Current mechanisms for sharing information about a person – such as ‘care passports’ (a document that gives staff helpful information about the person’s health and social needs, including their preferred method of communication, likes and dislikes) and alert flags (a way to highlight key information to staff) on the electronic patient record – can be unreliable. Instead, information is often gathered from friends and family.

Recommendations from the report

The report sets out eight key findings and makes four safety recommendations. The first is that NHS England develops and issues learning disability liaison nursing service best practice and workforce guidance to all acute hospitals. This is to help local decision making about specialist learning disability provision and enable appropriate support for people with a learning disability and the staff who care for them.

It also recommends the commissioning of guidance on the practical assessment of the mental capacity of people with a learning disability in acute hospitals and standard information for the health and care passport.

Continuing to assess care provision via the annual learning disability survey is also advised. There are three suggested actions for Integrated Care Boards to aid improvement at a local level.

NHS Providers said that the report bolsters longstanding concerns over the gaps in care provided to patients with learning disabilities.

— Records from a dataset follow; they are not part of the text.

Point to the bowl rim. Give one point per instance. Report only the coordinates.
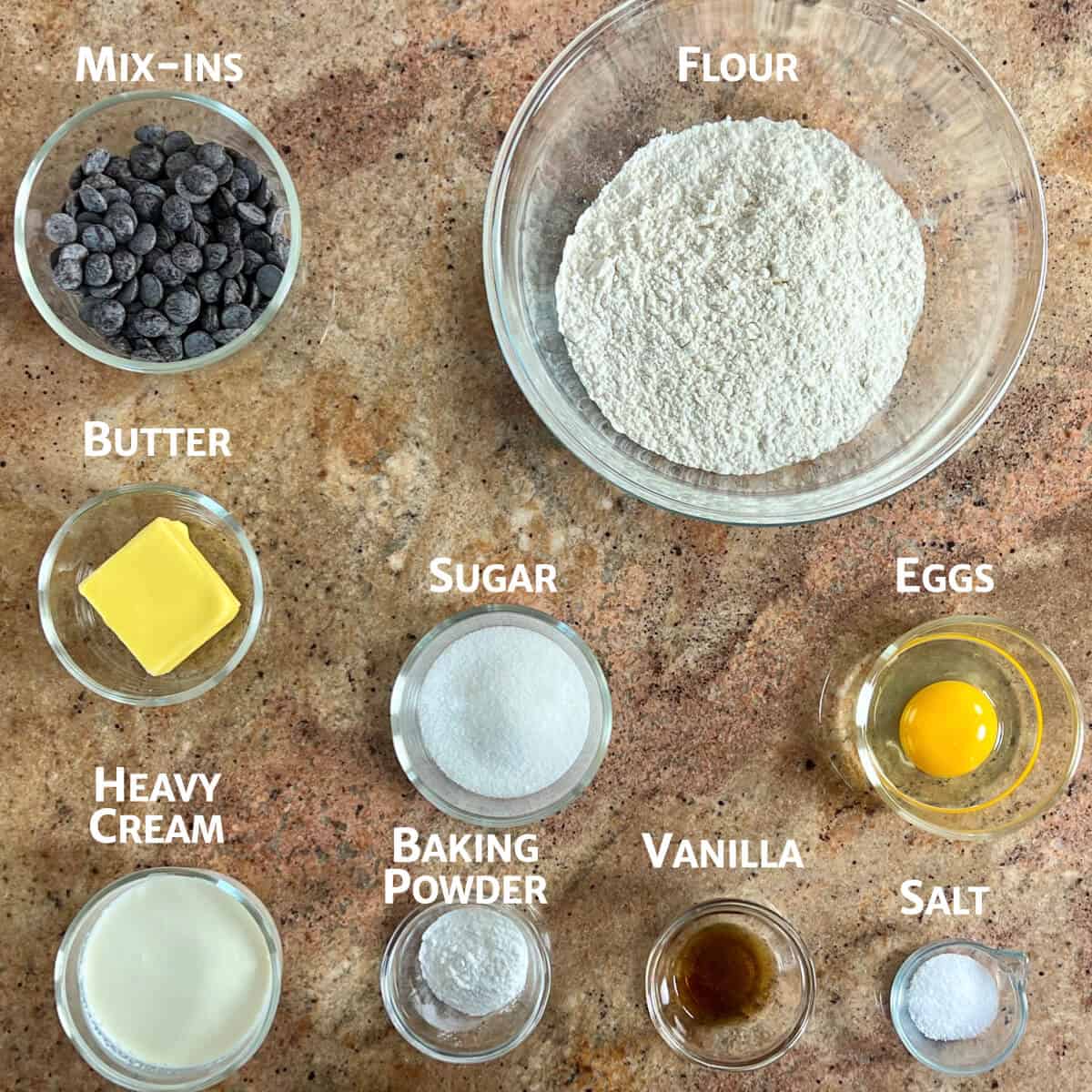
(862, 710)
(229, 1063)
(124, 697)
(721, 511)
(399, 709)
(528, 918)
(129, 364)
(900, 986)
(740, 907)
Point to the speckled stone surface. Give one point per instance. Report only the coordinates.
(376, 426)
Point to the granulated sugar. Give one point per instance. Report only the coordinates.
(474, 959)
(503, 713)
(742, 295)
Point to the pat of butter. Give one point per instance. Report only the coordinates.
(161, 596)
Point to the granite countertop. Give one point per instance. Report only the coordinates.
(376, 426)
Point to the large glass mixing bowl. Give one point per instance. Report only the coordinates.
(905, 96)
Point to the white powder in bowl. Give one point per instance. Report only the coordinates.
(742, 295)
(503, 713)
(474, 959)
(953, 997)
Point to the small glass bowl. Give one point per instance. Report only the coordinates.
(435, 785)
(436, 1029)
(749, 1044)
(902, 93)
(77, 1025)
(109, 124)
(966, 1057)
(1041, 726)
(82, 642)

Saffron Cordery, deputy chief executive, said: “Trust leaders are committed to stamping out health inequalities and improving quality of care for all, but operational pressures and the lack of available data on health inequalities within the NHS have slowed progress significantly.

“Investing in training programmes would help equip hospital staff with the skills, knowledge and confidence needed to provide effective care to patients with learning disabilities.

“We agree that rolling out standardised national guidance for acute learning disability liaison services could also help ensure consistent and equitable care across the country. Getting care right for patients with learning disabilities will mean getting care right for everyone.”